Publication: 17/09/2012 15:30

Oui, une nouvelle danse. Pas très compliquée d'ailleurs. Un pas en avant, un pas en arrière, un pas à droite, un pas à gauche et on recommence, ainsi de suite. On pourrait aussi appeler cette danse la danse des mêlés. . . Parce que les Québécois le sont. Entre deux grands idéaux. La sociale démocratie d'un côté, l'individualisme et la loi du marché de l'autre.
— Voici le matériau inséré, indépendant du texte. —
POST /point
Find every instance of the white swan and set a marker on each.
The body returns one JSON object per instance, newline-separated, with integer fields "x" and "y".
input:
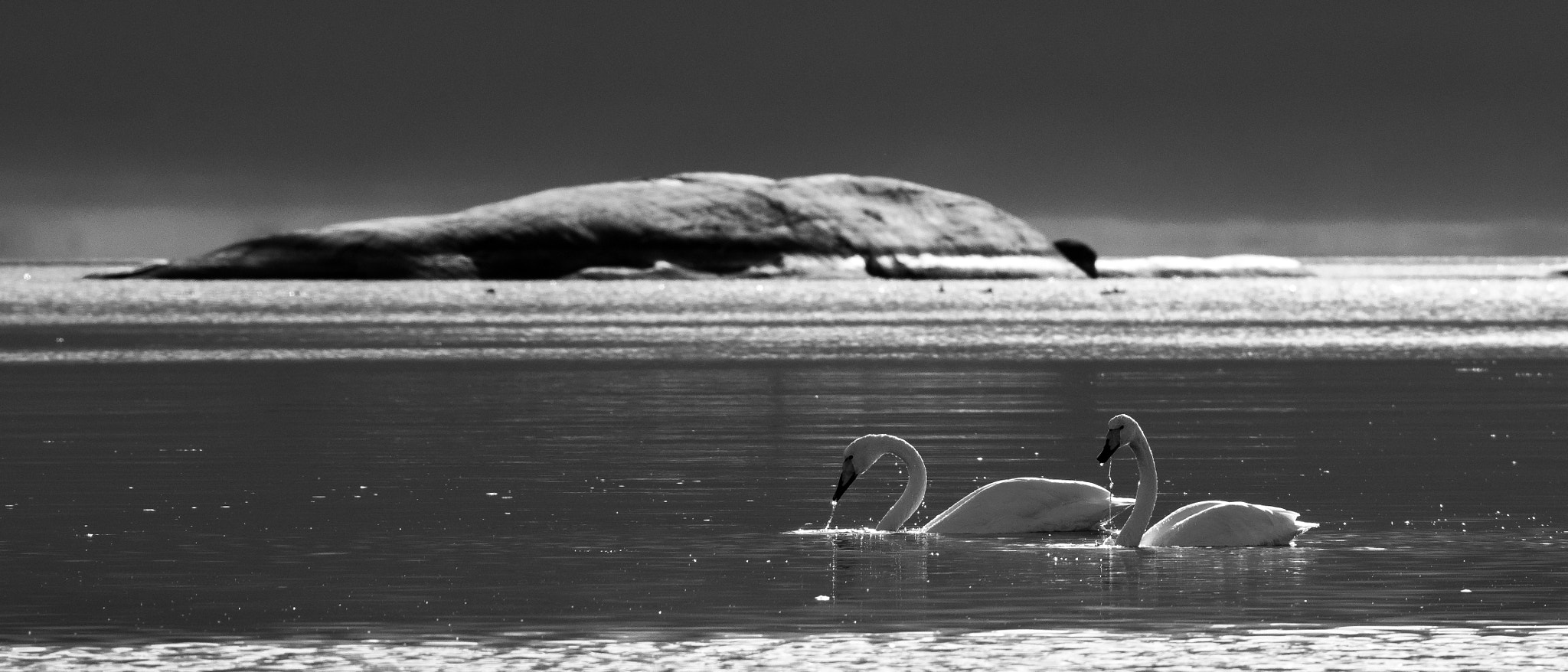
{"x": 1018, "y": 505}
{"x": 1201, "y": 524}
Les événements du printemps dernier ne sont d'ailleurs pas sans avoir laissé certaines traces et exacerbé les différences de point de vue.

Deux indices nous portent à penser que cette danse existe bien. Du côté de l'individualisme et de la loi du marché, mentionnons que le principe de l'utilisateur/payeur monte en popularité. Je veux un service, j'en ai les moyens, alors je paie. Je ne veux pas ce service ou je n'en ai pas besoin, je ne le paie pas. Eh bien ce principe prend du galon et près de la moitié des Québécois (43%) s'y montrent favorables alors que 26% y sont défavorables. Différentiel positif de +17% en faveur du principe de l'utilisateur/payeur.

Du côté de la social-démocratie, un autre indice, opposé celui-là, se pointe le bout du nez. Celui d'attribuer à chaque citoyen, en fonction de ses revenus et de sa situation financière, une note de 1 à 5 (1 signifiant très faibles revenus et 5 très élevés) qui déterminerait pour chacun le coût des différents services gouvernementaux, plus la note étant faible, plus le coût étant bas et vice versa. Eh bien, 39% se disent d'accord avec un tel principe alors que 25% y sont défavorables. Différentiel positif de +14% en faveur de l'octroi d'une note.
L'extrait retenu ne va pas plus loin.